A hyperreal sheen sticks to every surface on this latest album, as Damon Albarn doubles down on the ubiquitousness of digital – an impressive feat for a band that already exists solely in VR. Piercing synths conjure a jarring paradise in Cracker Island (a neat allusion to the very online phrase, “Normal Island”), where digital cults reign. Silent Running is a sad synth pop groover about a self-defeating slide into doomscrolling. Bootie Brown pulls the band back to their rap roots on New Gold, a disco-inflected inventory of Twitter dramas and cosmetic procedures.

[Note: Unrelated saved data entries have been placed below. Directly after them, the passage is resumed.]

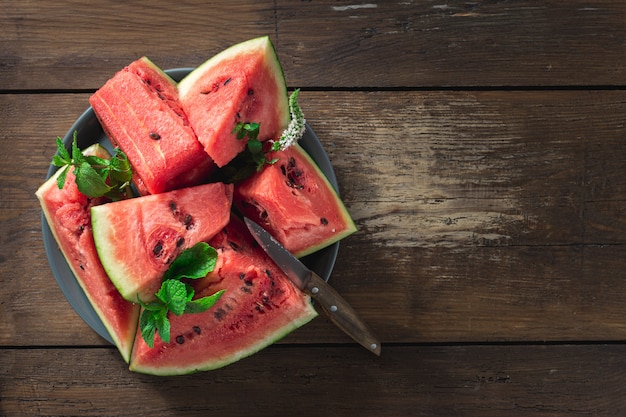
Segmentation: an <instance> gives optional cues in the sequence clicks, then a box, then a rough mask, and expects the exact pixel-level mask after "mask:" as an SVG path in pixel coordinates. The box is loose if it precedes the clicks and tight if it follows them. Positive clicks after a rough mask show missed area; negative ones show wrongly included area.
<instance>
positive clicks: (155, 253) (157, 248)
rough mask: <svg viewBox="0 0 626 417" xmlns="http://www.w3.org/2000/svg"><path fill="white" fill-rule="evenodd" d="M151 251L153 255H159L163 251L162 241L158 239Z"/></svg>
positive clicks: (157, 255)
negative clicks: (158, 241)
mask: <svg viewBox="0 0 626 417" xmlns="http://www.w3.org/2000/svg"><path fill="white" fill-rule="evenodd" d="M152 253H153V254H154V256H156V257H157V258H158V257H159V256H161V254H162V253H163V242H161V241H159V242H157V244H156V245H154V248H153V249H152Z"/></svg>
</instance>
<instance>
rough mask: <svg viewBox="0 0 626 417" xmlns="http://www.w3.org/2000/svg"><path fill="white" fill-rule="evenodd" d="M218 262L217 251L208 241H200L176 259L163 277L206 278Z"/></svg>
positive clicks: (174, 260) (178, 255) (181, 278)
mask: <svg viewBox="0 0 626 417" xmlns="http://www.w3.org/2000/svg"><path fill="white" fill-rule="evenodd" d="M216 263H217V251H216V250H215V249H214V248H212V247H211V246H209V244H208V243H205V242H199V243H197V244H195V245H194V246H192V247H191V248H188V249H185V250H184V251H182V252H181V254H180V255H178V256H177V257H176V259H174V262H172V264H171V265H170V267H169V269H168V270H167V272H166V273H165V276H164V278H163V279H164V280H168V279H182V278H191V279H196V278H204V277H205V276H206V274H208V273H209V272H211V271H212V270H213V269H214V268H215V264H216Z"/></svg>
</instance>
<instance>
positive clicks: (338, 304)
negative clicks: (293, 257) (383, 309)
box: [305, 272, 381, 356]
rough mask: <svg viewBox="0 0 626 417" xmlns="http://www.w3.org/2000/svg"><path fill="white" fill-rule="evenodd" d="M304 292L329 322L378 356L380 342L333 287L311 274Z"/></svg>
mask: <svg viewBox="0 0 626 417" xmlns="http://www.w3.org/2000/svg"><path fill="white" fill-rule="evenodd" d="M305 291H306V292H307V293H308V294H309V295H310V296H311V297H313V299H314V300H315V301H316V302H317V303H318V304H319V305H320V307H321V308H322V309H323V310H324V312H325V313H326V315H327V316H328V318H329V319H330V321H332V322H333V323H334V324H335V325H336V326H337V327H339V328H340V329H341V330H343V331H344V332H345V333H346V334H347V335H348V336H350V337H352V338H353V339H354V340H355V341H356V342H358V343H360V344H361V346H363V347H364V348H366V349H367V350H369V351H370V352H372V353H374V354H375V355H377V356H380V350H381V347H380V342H379V341H378V339H377V338H376V336H374V333H372V331H371V330H370V329H369V328H368V327H367V325H366V324H365V323H364V322H363V321H362V320H361V319H360V318H359V316H358V315H357V314H356V311H354V309H353V308H352V307H351V306H350V305H349V304H348V302H347V301H346V300H344V299H343V297H342V296H341V295H339V293H337V291H335V290H334V289H333V287H331V286H330V285H329V284H328V283H327V282H326V281H324V280H323V279H322V278H320V277H319V276H318V275H317V274H316V273H314V272H311V277H310V279H309V280H308V281H307V283H306V288H305Z"/></svg>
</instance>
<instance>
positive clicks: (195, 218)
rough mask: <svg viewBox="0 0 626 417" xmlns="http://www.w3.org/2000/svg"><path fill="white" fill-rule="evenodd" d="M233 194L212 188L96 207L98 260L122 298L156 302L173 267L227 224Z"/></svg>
mask: <svg viewBox="0 0 626 417" xmlns="http://www.w3.org/2000/svg"><path fill="white" fill-rule="evenodd" d="M232 193H233V186H232V185H226V184H222V183H212V184H204V185H198V186H195V187H188V188H182V189H179V190H173V191H169V192H166V193H161V194H154V195H148V196H143V197H138V198H133V199H130V200H123V201H117V202H114V203H109V204H106V205H102V206H98V207H93V208H92V209H91V216H92V224H93V233H94V240H95V243H96V248H97V249H98V255H99V256H100V259H101V260H102V264H103V266H104V268H105V270H106V271H107V273H108V274H109V277H110V278H111V281H113V283H114V284H115V286H116V287H117V289H118V290H119V291H120V293H121V294H122V296H123V297H124V298H125V299H127V300H129V301H135V302H136V301H137V297H139V298H140V299H141V300H142V301H144V302H147V301H151V300H153V299H154V293H155V292H156V291H158V289H159V287H160V285H161V279H162V277H163V274H164V273H165V271H166V270H167V269H168V268H169V265H170V264H171V263H172V261H173V260H174V259H175V258H176V257H177V256H178V255H179V254H180V253H181V252H182V251H183V250H184V249H186V248H189V247H192V246H193V245H195V244H196V243H198V242H204V241H208V240H209V239H210V238H211V237H213V236H214V235H215V234H216V233H218V232H219V231H220V230H222V228H223V227H224V226H225V225H226V224H228V222H229V220H230V210H231V204H232Z"/></svg>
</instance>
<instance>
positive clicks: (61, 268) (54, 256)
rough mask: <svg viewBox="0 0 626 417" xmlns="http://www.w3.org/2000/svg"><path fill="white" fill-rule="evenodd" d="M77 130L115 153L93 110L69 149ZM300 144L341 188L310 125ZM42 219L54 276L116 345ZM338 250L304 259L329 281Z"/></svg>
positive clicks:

But Cracker Island is most compelling when it drops its irony-tinged persona. On Skinny Ape, amid a mishmash of country guitar and hyperactive electro-pop, 2D buries the hatchet on his fraught relationship with Murdoc. For the closer, Possession Island (feat. Beck), Albarn strips all bare, leaving us with haunting piano and a lullaby chorus. Even amongst the superficial glamour of this utopian island, it seems, vulnerability and authenticity still have their place.